両手には大皿を持っていらっしゃいますが、どうやら私に気づいたようです。

「姫乃ちゃん、第二部隊の子たちが戻ったようだね。燭台切が仕上げを手伝ってほしいと探していたよ」
「青江さんありがとうございます。大広間の方に向かわれるのならたぶん庭先に江雪さんがいらっしゃるので声をかけて戴いてもいいですか?私もこの撮影が終わればお手伝いに向かいますので」
「わかったよ。それで、何か言えばいいのかな?」
「ぜひお願いします」
「僕はにっかり青江。この本丸に初めて来た脇差さ。こんなところでどうかな?第二部隊が広間で待っているんだろう?行ってあげないと」
「ありがとうございます、ではまた後ほど」

どうやら昼餉の時間のようですね。少し急ぎます。
広間からは先程と変わらず賑やかな声が聞こえますね。

「お待たせしました。それでは改めて報告を……」
「姫乃ちゃんおっかえりー!遠征は大成功だったよ!」
「お疲れ様でした。特に変わったことはありませんでしたか?」
「うん!楽しかったよ!」
「それはよかったです。ではちょうど昼餉の時間なので手を洗って大広間にお願いしますね」
「はーい!」

第二部隊隊長は乱藤四郎、それから今剣、小夜左文字、薬研藤四郎、骨喰藤四郎、鯰尾藤四郎の6名に任せています。
普段は薬研くん以外はちゃん付けで呼んでいるので、名前で呼ぶのは少し照れくさいですね。
さて、大広間に行きましょう。

「あー、腹へったー」
「そうだね。
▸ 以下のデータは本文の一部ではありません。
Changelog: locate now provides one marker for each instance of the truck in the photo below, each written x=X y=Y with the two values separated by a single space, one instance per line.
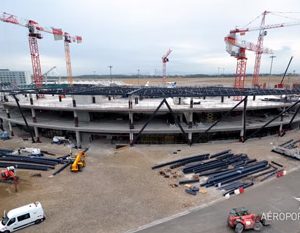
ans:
x=21 y=217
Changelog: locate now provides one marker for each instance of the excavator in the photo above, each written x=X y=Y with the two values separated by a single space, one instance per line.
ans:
x=8 y=176
x=79 y=161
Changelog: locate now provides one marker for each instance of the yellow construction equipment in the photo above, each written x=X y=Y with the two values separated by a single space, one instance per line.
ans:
x=79 y=161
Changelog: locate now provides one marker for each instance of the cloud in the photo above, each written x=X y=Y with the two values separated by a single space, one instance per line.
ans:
x=134 y=34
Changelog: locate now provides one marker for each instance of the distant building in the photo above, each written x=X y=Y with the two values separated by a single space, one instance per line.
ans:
x=14 y=78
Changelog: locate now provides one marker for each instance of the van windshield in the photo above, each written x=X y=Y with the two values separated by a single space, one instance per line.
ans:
x=5 y=219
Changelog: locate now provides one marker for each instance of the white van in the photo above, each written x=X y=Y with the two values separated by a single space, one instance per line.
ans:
x=22 y=217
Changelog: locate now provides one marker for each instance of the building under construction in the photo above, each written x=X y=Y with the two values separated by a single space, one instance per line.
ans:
x=127 y=114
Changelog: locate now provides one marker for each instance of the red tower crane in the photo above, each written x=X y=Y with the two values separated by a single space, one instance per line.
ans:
x=262 y=33
x=238 y=49
x=165 y=60
x=34 y=34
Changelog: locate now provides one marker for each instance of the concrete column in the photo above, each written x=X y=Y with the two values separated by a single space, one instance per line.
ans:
x=281 y=131
x=76 y=121
x=78 y=142
x=190 y=120
x=33 y=115
x=7 y=113
x=130 y=138
x=191 y=103
x=129 y=103
x=190 y=137
x=131 y=125
x=10 y=129
x=74 y=102
x=244 y=119
x=30 y=99
x=36 y=133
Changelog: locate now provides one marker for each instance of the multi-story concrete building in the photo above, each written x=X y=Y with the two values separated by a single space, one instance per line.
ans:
x=14 y=78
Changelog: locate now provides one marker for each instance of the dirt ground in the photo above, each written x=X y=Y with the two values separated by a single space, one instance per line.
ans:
x=118 y=191
x=180 y=81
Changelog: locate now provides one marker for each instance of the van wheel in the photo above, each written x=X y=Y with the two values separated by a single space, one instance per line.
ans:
x=38 y=221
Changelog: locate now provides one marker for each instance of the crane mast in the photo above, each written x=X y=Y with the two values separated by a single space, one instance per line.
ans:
x=165 y=60
x=259 y=46
x=34 y=35
x=67 y=41
x=260 y=42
僕たちもお手伝いに行きましょうよ」
「そうですね。いつも燭台切殿に任せきりというのもいけませんね」
「あ、姫乃さん!」

あら、大広間には短刀の子たちがいました。
愛染国俊、秋田藤四郎、前田藤四郎、五虎退の4人です。
いつも本丸で私のお手伝いをしてくれてる4人です。今日は本丸の大掃除をお願いしていました。きちんといつもこなしてくれるのでとても助かっています。

「みんな光忠さんのお手伝いに行ってくれるの?」
「はい!愛染くんも行くよね?」
「姫乃ねーちゃんに言われたんじゃ行かないわけにはいかねぇだろ」
「ふふふっ。それじゃあみんな一緒に行きましょうか。私もお手伝いです」
「わーい!」

どたどたと我先にと走っていくのを見ているととても微笑ましいです。
いつまでも、こんな風に仲良く過ごせればと望んでしまいます。
それでは長い時間お付き合いいただきありがとうございました。新米審神者姫乃でした。


ある日の思い出

今はもう違いますが、こんな日があったのです。
部隊に入れない短刀ちゃんたちは大抵お掃除をしてくれてるというイメージの我が本丸です。